Marathon United Nations climate talks went deep into overtime yesterday as negotiators tried to overcome differences on a deal meant to drive greater efforts to limit the threat from increasingly extreme weather.
Exhausted negotiators from nearly 200 nations were expected to agree to the deal early today, Singapore time, after the meeting in Katowice, Poland, went more than 24 hours beyond a Friday deadline.
European climate commissioner Miguel Arias Canete tweeted yesterday: "UN climate talks go into overtime. Latest version of the draft agreement just out... A deal to make the Paris Agreement operational is within reach."
Delegates at the two-week talks, called COP24, were tasked with completing a complex rule book that would allow the 2015 Paris climate agreement to go into action in 2020.
The Paris deal was hailed as a landmark because, for the first time, it committed all nations to making cuts to planet-warming greenhouse gases based on their capabilities, with the goal of limiting global warming to less than 2 deg C and ideally 1.5 deg C.
Under the Paris Agreement, national climate action plans are meant to be regularly strengthened to ensure emissions cuts accelerate over time, and those plans are also meant to be periodically reviewed and scrutinised to ensure no backsliding.
FINISHING LINE IN SIGHT
UN climate talks go into overtime. Latest version of the draft agreement just out... A deal to make the Paris Agreement operational is within reach.
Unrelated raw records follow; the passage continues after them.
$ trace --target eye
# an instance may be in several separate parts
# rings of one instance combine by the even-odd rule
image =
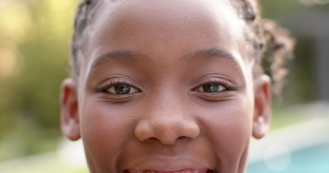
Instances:
[[[225,90],[226,88],[223,86],[216,84],[208,84],[196,88],[196,91],[205,92],[219,92]]]
[[[118,85],[111,86],[106,89],[107,92],[114,94],[124,95],[137,92],[135,88],[128,85]]]

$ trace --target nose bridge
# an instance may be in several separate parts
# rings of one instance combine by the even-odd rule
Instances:
[[[196,122],[177,107],[156,106],[145,113],[135,129],[135,136],[141,141],[155,138],[172,144],[179,138],[192,139],[200,134]]]

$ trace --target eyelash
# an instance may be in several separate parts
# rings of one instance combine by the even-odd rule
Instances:
[[[234,90],[236,88],[236,85],[227,79],[222,78],[215,78],[215,80],[212,80],[211,79],[207,80],[206,82],[204,82],[202,84],[199,85],[198,86],[194,89],[193,91],[196,91],[197,88],[200,86],[210,84],[214,84],[221,85],[225,87],[226,88],[225,90]]]
[[[110,87],[114,86],[120,85],[128,86],[136,88],[138,90],[139,90],[137,88],[134,86],[133,85],[132,85],[126,82],[125,80],[124,80],[123,81],[120,81],[119,80],[120,79],[118,79],[116,80],[116,81],[115,81],[114,79],[111,79],[109,83],[108,82],[102,85],[97,89],[97,91],[107,93],[108,92],[106,90]],[[212,80],[211,79],[209,79],[209,80],[207,80],[206,82],[204,82],[202,85],[199,86],[198,86],[193,89],[193,91],[196,91],[197,88],[199,87],[210,84],[214,84],[221,85],[225,87],[226,88],[225,90],[234,90],[236,89],[236,87],[235,85],[232,83],[230,82],[228,80],[222,78],[215,78],[215,80]]]
[[[123,81],[120,81],[119,80],[120,80],[120,79],[117,79],[116,80],[116,81],[115,81],[114,79],[111,79],[109,83],[107,82],[101,85],[97,89],[97,91],[99,92],[108,93],[108,92],[106,91],[107,90],[112,86],[120,85],[129,86],[136,88],[137,90],[139,90],[137,88],[135,87],[133,85],[126,82],[125,80],[124,80]]]

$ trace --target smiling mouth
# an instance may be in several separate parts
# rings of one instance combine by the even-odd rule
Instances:
[[[126,169],[123,171],[123,173],[214,173],[211,169],[186,169],[178,171],[162,171],[153,170],[138,170],[133,169]]]

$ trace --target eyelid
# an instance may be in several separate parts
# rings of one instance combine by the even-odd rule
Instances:
[[[235,84],[228,79],[223,78],[214,77],[204,80],[201,84],[195,88],[193,91],[196,91],[196,90],[199,87],[209,84],[215,84],[221,85],[226,88],[225,90],[234,90],[236,88]]]
[[[97,87],[97,91],[100,92],[106,92],[106,90],[110,87],[116,85],[127,85],[135,88],[138,92],[140,92],[140,90],[136,86],[134,83],[130,82],[130,80],[126,80],[122,78],[111,78],[103,82]]]

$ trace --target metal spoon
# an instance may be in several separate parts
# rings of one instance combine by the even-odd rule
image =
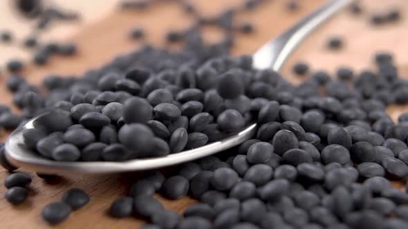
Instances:
[[[254,68],[257,69],[271,68],[278,71],[295,48],[307,35],[335,12],[353,1],[331,0],[328,1],[286,32],[262,46],[253,55]],[[35,128],[35,121],[38,118],[33,119],[11,133],[6,143],[6,156],[10,163],[17,166],[52,174],[113,173],[165,167],[196,160],[229,149],[250,139],[257,131],[257,124],[252,124],[240,132],[225,139],[166,157],[120,162],[63,162],[46,159],[25,147],[22,136],[23,131],[24,129]]]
MR MIGUEL ARIAS CANETE, European climate commissioner, in a tweet yesterday, referring to a deal meant to drive greater efforts to limit the threat from increasingly extreme weather.
But working out the rules putting these goals into practice has taken a further three years of talks - right at a time of rising popularism, threats to multilateralism and United States President Donald Trump's decision to pull out of the Paris pact, though that will take several years to take effect under UN rules.
The UN and many poorer, vulnerable nations appealed for a strong rule book that would boost global ambition in cutting emissions, saying ever more severe weather and rising sea levels were pushing their economies to the brink.
Yesterday, the final plenary session was repeatedly delayed as negotiators spent the day haggling over contentious areas.
A major sticking point - about how carbon emissions should be accounted for - was blamed for holding up the talks and there were suggestions that part of the agreement would be held over for further negotiations next year.
The crux is whether developing countries should be allowed to "double count" their credits for tradable emission reductions - those that can be traded with other nations to help them meet their emission reduction targets.
The Paris Agreement provides for a new kind of tradable offsets known as Internationally Transferred Mitigation Outcomes. This means that once a country sells the credit to another country, it should be retired from the seller's inventory, and not used to offset the seller's emissions.
But Brazil wants developing countries to be granted a grace period that will allow them to do both - sell the credits, and also use the sold credits to count towards their emissions reduction, with the caveat that they will make adjustments at a later date.
Many countries objected to this, saying it would undermine the global ambition to cut emissions.
"There are still a range of possible outcomes and Brazil continues to work constructively with other parties to find a workable pathway forward," Brazil's chief negotiator Antonio Marcondes told Reuters.
Other parts of the 156-page draft looked to be in better shape, including the key area of transparency.
Under the current UN framework, developed and developing countries have different transparency mechanisms for the measurement, reporting and verification of national climate pledges.
The rule book includes the new Enhanced Transparency Framework, which would from 2024 subject all parties to the same reporting, measurement and verification standards. However, developing countries will get the necessary support to do so, in terms of finance and capacity-building, for example.
Such a framework will also provide the basis for countries to ramp up their pledges every five years.